COMET’s main goal was to evaluate changes in respiratory function, as assessed by the forced vital capacity (FVC) test, after nearly a year of treatment. A key secondary goal was to assess changes in exercise capacity, as assessed by the six-minute walk test (6MWT).
Top-line trial analyses, which backed Nexviazyme’s approval, found the second-generation ERT was not inferior to, or just as good as Lumizyme, in these outcomes, but not necessarily superior to it.
To apply the win ratio, each participant’s FVC and 6MWT response after a year of treatment was categorized as a meaningful improvement, no meaningful change, or a meaningful decline, with thresholds determined based on previous Pompe studies.

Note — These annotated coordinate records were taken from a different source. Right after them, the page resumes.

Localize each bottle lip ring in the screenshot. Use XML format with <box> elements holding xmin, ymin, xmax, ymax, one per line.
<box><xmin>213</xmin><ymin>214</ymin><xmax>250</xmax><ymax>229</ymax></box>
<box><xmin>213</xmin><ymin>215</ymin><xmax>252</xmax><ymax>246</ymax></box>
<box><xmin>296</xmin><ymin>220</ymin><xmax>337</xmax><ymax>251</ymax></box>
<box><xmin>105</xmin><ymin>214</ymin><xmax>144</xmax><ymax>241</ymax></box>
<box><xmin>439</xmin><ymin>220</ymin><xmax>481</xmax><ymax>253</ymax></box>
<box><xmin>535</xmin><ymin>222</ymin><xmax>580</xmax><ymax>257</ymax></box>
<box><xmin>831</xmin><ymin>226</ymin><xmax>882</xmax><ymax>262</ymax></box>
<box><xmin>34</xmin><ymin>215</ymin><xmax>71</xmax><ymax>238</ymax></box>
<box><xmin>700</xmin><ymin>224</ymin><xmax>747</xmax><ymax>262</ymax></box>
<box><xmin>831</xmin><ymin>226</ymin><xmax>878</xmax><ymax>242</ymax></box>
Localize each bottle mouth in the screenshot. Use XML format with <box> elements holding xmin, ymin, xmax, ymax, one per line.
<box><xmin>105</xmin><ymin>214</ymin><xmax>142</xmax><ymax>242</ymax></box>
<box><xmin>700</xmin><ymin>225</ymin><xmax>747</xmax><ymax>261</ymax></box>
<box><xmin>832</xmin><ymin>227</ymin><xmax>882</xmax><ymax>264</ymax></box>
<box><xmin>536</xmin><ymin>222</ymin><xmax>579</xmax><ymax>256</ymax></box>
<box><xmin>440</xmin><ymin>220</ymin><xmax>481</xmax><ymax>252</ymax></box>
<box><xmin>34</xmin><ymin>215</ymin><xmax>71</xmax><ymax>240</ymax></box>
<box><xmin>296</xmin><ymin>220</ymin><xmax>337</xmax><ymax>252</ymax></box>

Each patient in the Nexviazyme group (51) was compared to each patient in the Lumizyme arm (49) for outcomes in the FVC test.
A win occurred when a Nexviazyme participant achieved a better response category than their Lumizyme-treated counterpart. Of 2,499 pairs of patients, 923 pairings yielded a win, while 417 were considered a loss, and 1,159 were deemed a tie.
The 1,159 pairings considered a tie were then compared on the 6MWT, yielding 314 wins, 106 losses, and 739 ties.
Nexviazyme outperforms Lumizyme in analysis
Altogether, there were 1,237 wins for Nexviazyme and 523 losses — a win ratio of 2.37. When the order of comparisons was reversed, meaning patients were compared first on 6MWT performance, then FVC as a tie breaker, the win ratio was similar at 2.02.
In either case, this ratio reflects that a person taking Nexviazyme is more than twice as likely to benefit than one on Lumizyme, with statistical significance. Nexviazyme was similarly favored when patients were divided by sex and baseline lung function.
In addition to offering insights into Nexviazyme’s possible clinical benefits, the researchers say the findings showcase the value of the win ratio for analyzing clinical trials.
“This re-analysis of outcome data from the COMET trial highlights the win ratio as an analytic approach that can provide meaningful insight on treatment benefits across various disease domains in clinical trials of rare diseases where multiple endpoints are evaluated,” they said.
The study was funded by Sanofi, which markets Nexviazyme and Lumizyme.